This script is designed to perform intelligent queries on a set of documents, particularly podcast episodes from Marketing Secrets by Russell Brunson. It utilizes machine learning models to generate summaries, topics, and titles for each document, and then allows you to run a query to retrieve relevant information.
- Python 3.x
- LLamaCpp and HuggingFace Models:: Ensure these models are downloaded and the paths are correctly set in the script.
Before running the script, you need to install the required Python packages. You can do this using pip:
pip install -r requirements.txt
To run the script, use the following command:
python main.py --query "your_question_here"
On first run, this will take a very long time depending on hardware as this will query your local model to generate a summary, topics and title as well as embed the data and create the vector store. Every subsequent run will be faster as it will load from the previously created data.

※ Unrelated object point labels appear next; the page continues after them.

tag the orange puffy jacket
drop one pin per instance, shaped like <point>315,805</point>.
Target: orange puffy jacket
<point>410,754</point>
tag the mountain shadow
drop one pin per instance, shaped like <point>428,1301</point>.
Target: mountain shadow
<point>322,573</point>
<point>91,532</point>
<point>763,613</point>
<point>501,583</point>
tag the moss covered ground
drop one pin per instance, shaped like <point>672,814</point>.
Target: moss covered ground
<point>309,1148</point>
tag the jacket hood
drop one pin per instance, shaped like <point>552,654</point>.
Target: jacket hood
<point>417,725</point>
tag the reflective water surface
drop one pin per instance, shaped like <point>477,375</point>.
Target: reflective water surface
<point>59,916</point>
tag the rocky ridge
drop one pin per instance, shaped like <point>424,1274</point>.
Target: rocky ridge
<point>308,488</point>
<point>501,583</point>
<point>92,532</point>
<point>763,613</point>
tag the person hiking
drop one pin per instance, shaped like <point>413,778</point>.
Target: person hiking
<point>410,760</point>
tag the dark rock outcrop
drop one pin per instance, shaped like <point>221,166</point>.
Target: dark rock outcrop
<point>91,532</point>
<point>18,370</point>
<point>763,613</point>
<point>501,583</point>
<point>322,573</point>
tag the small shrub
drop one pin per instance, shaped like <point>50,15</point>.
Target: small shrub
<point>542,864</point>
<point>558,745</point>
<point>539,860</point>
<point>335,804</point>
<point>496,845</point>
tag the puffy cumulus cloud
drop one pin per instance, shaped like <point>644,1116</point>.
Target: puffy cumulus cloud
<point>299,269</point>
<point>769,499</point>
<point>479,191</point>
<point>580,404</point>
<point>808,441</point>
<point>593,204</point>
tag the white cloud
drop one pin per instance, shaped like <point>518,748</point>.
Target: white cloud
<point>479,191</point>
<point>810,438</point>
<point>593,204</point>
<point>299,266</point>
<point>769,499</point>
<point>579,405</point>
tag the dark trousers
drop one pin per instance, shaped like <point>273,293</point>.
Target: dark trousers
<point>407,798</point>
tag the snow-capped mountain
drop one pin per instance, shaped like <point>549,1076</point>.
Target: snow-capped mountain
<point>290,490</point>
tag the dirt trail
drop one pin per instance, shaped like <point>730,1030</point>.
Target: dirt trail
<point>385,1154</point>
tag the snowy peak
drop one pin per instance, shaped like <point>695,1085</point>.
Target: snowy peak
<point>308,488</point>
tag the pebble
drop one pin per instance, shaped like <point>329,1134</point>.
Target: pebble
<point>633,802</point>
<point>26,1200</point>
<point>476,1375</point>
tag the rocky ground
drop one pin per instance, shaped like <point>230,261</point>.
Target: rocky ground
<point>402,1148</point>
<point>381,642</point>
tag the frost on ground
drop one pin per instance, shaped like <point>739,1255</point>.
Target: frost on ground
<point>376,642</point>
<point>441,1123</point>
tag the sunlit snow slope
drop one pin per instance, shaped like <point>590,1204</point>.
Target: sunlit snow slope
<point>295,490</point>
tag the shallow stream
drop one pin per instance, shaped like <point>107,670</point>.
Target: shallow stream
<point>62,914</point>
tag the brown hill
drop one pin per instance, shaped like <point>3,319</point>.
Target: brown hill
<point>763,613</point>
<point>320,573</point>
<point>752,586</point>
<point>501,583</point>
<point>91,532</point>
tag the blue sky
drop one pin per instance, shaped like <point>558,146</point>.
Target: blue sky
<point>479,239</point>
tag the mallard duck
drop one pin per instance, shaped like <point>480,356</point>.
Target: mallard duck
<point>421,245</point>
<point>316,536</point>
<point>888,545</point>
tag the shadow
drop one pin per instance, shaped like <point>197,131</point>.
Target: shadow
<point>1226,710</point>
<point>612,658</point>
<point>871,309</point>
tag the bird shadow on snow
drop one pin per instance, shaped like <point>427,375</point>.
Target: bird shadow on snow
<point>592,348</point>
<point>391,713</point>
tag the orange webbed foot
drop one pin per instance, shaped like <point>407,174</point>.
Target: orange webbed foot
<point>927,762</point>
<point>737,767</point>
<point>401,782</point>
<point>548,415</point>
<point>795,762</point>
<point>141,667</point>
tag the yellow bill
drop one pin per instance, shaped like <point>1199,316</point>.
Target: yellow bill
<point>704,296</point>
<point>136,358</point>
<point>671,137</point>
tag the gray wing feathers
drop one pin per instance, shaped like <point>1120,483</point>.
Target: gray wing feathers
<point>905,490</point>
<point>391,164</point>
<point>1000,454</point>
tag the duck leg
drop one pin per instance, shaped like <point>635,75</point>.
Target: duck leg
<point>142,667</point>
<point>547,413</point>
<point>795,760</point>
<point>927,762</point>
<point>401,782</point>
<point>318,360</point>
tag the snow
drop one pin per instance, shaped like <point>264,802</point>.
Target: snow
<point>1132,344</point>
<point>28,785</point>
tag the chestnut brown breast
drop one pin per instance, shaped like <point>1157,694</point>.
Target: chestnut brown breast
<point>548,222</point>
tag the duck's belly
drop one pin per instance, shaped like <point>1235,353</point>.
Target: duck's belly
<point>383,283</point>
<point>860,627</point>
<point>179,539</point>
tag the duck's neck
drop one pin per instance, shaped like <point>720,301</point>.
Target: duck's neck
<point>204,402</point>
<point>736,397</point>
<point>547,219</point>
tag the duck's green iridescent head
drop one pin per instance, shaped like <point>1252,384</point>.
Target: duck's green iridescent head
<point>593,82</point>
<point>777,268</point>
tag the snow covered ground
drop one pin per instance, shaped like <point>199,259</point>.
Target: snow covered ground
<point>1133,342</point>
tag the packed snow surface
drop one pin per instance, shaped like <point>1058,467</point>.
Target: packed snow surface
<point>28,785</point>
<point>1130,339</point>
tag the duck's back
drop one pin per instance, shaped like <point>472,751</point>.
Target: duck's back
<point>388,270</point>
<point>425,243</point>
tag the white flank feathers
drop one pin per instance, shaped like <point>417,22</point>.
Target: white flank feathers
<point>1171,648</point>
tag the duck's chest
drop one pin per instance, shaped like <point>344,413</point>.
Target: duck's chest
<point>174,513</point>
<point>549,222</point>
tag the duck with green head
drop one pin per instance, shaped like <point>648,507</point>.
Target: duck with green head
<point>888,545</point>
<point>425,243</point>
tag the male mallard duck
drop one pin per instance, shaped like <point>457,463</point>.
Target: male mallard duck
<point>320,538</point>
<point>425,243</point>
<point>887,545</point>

- --query or -q: The question you want to ask referring to the Marketing Secrets podcast. (Required)
- Make sure the paths to the LLamaCpp and HuggingFace models are correctly set in the MODEL_PATH and LLM_PATH variables.
- The script will generate .pkl files for each document containing metadata like summaries and topics.
- The script uses Qdrant for vector storage and retrieval.
This script is intended for educational and research purposes. Always ensure you have the right to use and distribute the content you are querying.